Medical Office Manager Job Description
Healthcare office managers, also known as medical office managers, are administrative staff who handle the day-to-day operations of medical facilities, such as doctor's offices, hospitals or nursing homes. Medical office manager responsibilities are in many ways similar to those of other types of office managers, in that they must create schedules, manage budgets, maintain records and assign work to those under them. However, there are also numerous other responsibilities that medical office managers must attend to, such as ensuring the facility complies with government regulations in regards to healthcare and sensitive personal information.
As one might expect, medical office managers work closely with doctors, nurses, and allied health personnel at their facility to ensure that patients are receiving adequate care. They may also interact with insurance companies and medical suppliers.
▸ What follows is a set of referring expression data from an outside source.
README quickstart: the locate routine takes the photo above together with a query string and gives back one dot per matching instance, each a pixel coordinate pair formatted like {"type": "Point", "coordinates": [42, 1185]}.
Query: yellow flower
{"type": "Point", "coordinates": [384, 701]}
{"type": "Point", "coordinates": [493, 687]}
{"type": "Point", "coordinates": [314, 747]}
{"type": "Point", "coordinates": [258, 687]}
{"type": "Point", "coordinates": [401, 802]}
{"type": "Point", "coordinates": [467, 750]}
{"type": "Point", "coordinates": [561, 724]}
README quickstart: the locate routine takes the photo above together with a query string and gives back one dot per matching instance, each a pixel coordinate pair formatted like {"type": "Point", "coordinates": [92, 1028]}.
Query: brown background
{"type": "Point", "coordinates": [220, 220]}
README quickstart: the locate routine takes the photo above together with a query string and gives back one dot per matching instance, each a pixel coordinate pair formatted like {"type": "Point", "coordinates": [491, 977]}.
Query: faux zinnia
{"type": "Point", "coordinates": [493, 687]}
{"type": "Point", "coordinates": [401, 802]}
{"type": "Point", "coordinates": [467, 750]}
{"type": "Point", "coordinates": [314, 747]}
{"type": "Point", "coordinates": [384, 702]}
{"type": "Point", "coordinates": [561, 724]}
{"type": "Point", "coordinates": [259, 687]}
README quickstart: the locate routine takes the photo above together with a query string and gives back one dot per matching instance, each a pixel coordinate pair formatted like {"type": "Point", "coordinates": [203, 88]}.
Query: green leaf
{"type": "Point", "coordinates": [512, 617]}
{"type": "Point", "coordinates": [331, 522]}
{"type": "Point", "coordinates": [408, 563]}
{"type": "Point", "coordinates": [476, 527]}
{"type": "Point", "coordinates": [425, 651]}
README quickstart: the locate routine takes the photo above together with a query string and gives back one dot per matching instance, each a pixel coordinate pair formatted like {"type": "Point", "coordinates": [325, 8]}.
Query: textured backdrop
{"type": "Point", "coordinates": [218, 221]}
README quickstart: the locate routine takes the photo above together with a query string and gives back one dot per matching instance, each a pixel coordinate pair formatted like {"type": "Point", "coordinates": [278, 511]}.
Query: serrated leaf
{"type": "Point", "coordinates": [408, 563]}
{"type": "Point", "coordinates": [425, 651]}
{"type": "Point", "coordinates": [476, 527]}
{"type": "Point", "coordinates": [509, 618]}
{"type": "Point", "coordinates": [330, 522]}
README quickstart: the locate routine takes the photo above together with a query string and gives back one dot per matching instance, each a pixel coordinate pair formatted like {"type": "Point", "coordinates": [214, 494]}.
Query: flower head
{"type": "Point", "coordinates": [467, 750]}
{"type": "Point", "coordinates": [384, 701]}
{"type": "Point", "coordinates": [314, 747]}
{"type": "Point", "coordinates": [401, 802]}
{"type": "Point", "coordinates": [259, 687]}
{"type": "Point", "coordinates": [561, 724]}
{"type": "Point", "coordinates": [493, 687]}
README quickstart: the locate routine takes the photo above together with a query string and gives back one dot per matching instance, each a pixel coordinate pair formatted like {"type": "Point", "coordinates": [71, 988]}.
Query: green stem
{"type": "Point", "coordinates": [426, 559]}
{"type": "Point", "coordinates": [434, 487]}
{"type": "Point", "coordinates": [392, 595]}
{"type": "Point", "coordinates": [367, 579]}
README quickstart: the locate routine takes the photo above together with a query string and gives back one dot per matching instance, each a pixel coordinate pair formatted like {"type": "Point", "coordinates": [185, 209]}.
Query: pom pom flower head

Medical office managers typically work full-time schedules, and the position is one that may require overtime on occasion.
Medical Office Manager Education Requirements
To begin a career as a medical office manager, it is generally required to hold at least a bachelor's degree, although master's degrees are sometimes preferred. Degrees in areas such as public health administration, business administration, and nursing are among the most common. Bachelor's degree programs in these majors commonly include courses such as:
- Healthcare information systems management
- Leadership and ethics in healthcare
- Quality assessment for patient care improvement
- Finance for healthcare
While an education in medicine is not strictly necessary, some courses in basic areas such as anatomy and physiology or microbiology may be worthwhile. For individuals who are already educated in a medical field, such as nurses, and are looking to advance their careers, past work experience can be very beneficial, especially when combined with a master's degree. Online programs in business administration and healthcare administration are fairly common, and can usually be completed entirely online.
Medical Office Manager Licensure and Certification Requirements
Certain positions may require that job candidates hold a valid Registered Nurse (RN) license or social work license, and nursing home administrators must be licensed in every state. To receive a license to work as a nursing home administrator in most states, an individual must be a legal adult, hold a bachelor's degree, complete any state-mandated training, and pass the licensing exam. Consult the licensing board in your state for the most accurate information.
Certification is not required to work as a medical office manager in most states. However, it may be well-regarded by potential employers. While several certifying organizations exist, some with a high degree of specificity, the primary certifying organization for medical office managers is the Professional Association of Healthcare Office Management (PAHCOM), which offers a credential known as the Certified Medical Manager (CMM). To earn this credential, an applicant must have at least 2 years of administration experience and have completed 12 credits of post-secondary education that is directly related to healthcare administration. For those with greater than 2 years of experience, each additional year reduces the number of credits required by 1. Applicants must then pass a certification exam consisting of 200 questions that cover a variety of areas related to healthcare administration. The CMM credential is then valid for 2 years and must be renewed by completing 24 continuing education units.
Medical Office Manager Salary
Medical and health service managers had a median annual income of $99,730 in 2018, according to the Bureau of Labor Statistics. Those working for the government or at hospitals had the highest median pay, at $110,460 and $108,730 respectively, while medical office managers working at residential care and nursing home facilities made $84,260. Job growth for medical and health service managers is exceptional. It's predicted to be at 18% over the ten years from 2018 to 2028. Much of this growth is attributed to the medical needs of the large elderly population in the U.S., although growth in areas related to electronic health records is also significant. Those seeking work in this field can expect to see the best results if they possess a master's degree or education in healthcare information systems.